Procter & Gamble
Overall, P&G's stock has been a rare place of safety for investors amid the market volatility. While the market is off by more than 10% from its highs, P&G is off by less than 5%. The major reason is that P&G's earnings are much less affected by changes in the economy or monetary policy than other stocks. It's considered almost bond-like due to its safe and above-average dividend yield of 2.2% and track record of dividend hikes. It also provides protection against inflation due to its pricing power.
Inside the Numbers
Nothing about P&G's fiscal first-quarter earnings report would invalidate its place as a way to shield investors from volatility. The company topped earnings expectations at $1.66 per share vs $1.65 per share and a 2% gain from last year. It also marks the company's fourth straight beat.
Revenue was $21 billion, a 6% increase from last year, and above analysts' expectations of $20.5 billion. It saw growth across every segment, another positive sign.

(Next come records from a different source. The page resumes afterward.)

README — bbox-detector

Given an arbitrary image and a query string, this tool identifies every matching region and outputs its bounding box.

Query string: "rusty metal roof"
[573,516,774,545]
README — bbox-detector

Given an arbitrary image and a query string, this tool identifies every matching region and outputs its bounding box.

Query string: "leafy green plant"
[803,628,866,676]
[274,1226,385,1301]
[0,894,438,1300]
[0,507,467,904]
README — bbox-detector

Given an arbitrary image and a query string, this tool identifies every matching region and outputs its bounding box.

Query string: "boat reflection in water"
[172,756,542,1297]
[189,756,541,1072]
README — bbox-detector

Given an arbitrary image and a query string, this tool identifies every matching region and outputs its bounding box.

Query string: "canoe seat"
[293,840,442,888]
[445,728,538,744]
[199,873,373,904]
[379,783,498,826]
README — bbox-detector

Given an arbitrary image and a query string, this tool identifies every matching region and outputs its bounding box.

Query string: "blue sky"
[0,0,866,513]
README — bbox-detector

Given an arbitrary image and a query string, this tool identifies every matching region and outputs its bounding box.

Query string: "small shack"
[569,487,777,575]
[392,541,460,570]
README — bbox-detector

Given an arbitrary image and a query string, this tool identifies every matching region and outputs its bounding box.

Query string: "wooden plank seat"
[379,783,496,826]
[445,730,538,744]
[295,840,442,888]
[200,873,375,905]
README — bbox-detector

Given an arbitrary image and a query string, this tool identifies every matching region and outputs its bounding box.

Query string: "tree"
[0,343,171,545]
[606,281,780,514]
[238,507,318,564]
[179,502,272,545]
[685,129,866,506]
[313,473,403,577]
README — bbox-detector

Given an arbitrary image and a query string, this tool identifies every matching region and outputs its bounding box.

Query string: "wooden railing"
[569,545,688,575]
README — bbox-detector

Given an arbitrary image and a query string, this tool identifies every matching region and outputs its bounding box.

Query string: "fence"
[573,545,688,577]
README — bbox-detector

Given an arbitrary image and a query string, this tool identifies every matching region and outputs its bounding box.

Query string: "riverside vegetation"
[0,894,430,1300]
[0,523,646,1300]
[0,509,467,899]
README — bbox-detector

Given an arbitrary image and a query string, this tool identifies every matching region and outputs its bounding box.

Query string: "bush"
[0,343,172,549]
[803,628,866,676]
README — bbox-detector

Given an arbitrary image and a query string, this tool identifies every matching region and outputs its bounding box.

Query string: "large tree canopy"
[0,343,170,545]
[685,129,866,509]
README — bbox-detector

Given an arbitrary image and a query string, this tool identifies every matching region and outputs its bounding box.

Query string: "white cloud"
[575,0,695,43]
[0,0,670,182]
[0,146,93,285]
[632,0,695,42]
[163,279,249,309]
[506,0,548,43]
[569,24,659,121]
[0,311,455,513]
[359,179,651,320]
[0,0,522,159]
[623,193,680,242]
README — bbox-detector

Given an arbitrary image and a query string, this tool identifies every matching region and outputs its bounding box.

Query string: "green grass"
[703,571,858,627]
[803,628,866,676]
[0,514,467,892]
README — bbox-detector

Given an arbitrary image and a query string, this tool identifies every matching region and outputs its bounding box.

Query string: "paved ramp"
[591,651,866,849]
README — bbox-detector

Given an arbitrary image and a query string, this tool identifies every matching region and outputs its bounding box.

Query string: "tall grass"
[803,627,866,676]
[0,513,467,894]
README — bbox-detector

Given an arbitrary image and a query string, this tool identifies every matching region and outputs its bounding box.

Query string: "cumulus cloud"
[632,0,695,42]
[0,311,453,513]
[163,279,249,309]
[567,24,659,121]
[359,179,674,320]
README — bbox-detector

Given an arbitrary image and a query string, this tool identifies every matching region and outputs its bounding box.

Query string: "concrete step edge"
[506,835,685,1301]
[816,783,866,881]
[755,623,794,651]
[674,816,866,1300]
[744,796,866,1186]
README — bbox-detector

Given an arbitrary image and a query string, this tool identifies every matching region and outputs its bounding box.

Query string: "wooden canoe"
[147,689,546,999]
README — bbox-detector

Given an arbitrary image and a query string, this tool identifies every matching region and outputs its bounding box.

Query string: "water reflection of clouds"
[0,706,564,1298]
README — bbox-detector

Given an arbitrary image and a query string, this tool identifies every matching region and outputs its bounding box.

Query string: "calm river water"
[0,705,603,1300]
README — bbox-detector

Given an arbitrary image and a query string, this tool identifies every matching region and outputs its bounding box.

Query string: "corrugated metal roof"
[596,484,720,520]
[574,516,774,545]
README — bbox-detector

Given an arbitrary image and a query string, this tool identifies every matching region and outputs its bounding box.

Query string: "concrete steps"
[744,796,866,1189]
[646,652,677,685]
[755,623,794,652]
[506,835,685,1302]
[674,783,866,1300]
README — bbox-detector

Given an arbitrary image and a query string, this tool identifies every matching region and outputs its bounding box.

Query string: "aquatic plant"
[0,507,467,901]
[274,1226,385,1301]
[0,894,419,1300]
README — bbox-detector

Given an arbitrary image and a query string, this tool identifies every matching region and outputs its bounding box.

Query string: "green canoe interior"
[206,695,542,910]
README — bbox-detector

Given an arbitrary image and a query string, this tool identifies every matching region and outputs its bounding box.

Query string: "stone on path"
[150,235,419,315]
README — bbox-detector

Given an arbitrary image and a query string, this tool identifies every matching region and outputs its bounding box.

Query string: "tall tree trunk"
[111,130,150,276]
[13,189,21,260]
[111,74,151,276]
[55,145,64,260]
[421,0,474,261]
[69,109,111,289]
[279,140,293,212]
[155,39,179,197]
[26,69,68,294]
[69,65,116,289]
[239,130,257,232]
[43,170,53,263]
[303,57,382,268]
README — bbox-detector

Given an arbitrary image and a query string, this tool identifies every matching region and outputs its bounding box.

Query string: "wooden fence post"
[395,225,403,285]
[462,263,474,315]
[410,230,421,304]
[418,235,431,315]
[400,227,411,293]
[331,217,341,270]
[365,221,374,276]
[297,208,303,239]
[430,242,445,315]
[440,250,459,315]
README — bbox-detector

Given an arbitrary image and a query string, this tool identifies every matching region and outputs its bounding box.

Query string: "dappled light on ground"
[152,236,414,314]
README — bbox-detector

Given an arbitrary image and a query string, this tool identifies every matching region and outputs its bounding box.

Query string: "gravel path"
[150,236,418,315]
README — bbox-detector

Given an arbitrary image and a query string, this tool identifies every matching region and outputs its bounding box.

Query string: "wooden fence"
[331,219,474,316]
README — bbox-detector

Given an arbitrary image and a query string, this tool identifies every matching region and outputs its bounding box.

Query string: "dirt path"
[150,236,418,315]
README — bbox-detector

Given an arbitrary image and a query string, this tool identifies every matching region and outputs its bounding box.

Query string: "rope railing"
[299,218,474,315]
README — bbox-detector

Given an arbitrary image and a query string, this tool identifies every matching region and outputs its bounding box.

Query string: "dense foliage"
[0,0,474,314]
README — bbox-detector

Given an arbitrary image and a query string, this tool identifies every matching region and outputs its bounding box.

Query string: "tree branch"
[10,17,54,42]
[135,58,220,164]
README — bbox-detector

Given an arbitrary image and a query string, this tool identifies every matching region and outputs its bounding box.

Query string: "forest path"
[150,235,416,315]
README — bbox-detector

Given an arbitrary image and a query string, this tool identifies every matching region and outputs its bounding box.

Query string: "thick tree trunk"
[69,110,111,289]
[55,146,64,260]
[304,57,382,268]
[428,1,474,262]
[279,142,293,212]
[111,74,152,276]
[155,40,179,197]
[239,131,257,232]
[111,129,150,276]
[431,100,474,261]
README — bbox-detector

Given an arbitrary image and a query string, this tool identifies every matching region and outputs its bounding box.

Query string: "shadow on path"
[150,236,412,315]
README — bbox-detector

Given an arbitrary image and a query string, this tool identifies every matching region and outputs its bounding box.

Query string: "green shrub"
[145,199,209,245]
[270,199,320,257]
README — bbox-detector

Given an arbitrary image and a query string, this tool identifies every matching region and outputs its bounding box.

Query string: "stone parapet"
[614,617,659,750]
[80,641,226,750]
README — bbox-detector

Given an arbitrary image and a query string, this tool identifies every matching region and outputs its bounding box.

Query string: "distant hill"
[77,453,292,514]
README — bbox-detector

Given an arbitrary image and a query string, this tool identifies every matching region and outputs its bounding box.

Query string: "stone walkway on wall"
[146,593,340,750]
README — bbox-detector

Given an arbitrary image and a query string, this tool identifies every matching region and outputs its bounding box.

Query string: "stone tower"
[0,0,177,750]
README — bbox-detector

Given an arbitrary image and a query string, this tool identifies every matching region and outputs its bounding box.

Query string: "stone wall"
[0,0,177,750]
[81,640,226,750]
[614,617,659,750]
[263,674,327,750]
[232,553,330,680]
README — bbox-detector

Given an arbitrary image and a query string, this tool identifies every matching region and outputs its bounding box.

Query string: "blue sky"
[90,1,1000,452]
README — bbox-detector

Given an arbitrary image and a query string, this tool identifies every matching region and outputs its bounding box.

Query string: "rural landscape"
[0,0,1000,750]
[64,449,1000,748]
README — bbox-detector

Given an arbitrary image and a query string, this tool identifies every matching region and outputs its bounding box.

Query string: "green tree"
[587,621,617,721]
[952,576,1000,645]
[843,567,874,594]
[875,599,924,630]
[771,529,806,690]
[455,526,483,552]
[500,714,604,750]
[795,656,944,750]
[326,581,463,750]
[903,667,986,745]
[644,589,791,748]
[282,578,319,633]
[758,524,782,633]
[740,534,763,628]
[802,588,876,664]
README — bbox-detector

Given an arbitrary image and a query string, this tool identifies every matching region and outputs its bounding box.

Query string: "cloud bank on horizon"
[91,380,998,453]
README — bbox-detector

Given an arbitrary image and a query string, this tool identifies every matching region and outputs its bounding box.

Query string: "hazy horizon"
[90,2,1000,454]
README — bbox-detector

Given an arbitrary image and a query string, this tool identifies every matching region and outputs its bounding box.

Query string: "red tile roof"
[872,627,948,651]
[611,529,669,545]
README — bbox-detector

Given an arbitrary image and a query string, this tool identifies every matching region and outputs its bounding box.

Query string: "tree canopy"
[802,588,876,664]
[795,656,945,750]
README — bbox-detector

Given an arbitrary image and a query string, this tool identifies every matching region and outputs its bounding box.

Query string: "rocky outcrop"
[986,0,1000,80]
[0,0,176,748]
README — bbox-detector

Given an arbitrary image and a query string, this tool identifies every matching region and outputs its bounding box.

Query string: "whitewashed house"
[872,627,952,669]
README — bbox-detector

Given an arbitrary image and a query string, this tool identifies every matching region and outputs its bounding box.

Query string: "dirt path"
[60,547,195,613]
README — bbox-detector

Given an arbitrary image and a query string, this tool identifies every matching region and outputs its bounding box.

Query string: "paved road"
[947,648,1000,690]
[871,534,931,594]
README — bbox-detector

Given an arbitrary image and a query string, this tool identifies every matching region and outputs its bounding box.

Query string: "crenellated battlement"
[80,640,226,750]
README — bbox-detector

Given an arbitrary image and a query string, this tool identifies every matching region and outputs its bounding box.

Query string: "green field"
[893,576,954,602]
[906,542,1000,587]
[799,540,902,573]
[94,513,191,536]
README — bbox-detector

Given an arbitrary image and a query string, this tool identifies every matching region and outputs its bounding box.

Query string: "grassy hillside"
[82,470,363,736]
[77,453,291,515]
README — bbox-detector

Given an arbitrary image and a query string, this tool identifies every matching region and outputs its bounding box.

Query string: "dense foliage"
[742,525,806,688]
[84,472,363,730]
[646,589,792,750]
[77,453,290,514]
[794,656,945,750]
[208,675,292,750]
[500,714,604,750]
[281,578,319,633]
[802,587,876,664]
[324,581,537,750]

The company also raised its guidance for sales growth in 2022. Currently, analysts are looking for the company to earn $1.65 in Q2 on $20.3 billion in revenue.
The company did see some negative impact due to rising costs with gross margins compressing by 400 basis points largely due to rising freight and material costs. The company was able to offset some of this by reducing costs and selling more higher-margin items. Overall, inflation is expected to impact earnings by $2 billion this year.
This is also another sign that inflation is starting to adversely impact earnings as P&G is one of the better-positioned companies to benefit from inflation.
However, the company remains on track despite this roadbump with its recent upgrade in outlook to sales, earnings, and cash flow. Overall, it's expected to return $18 billion in cash to shareholders via buybacks and dividends.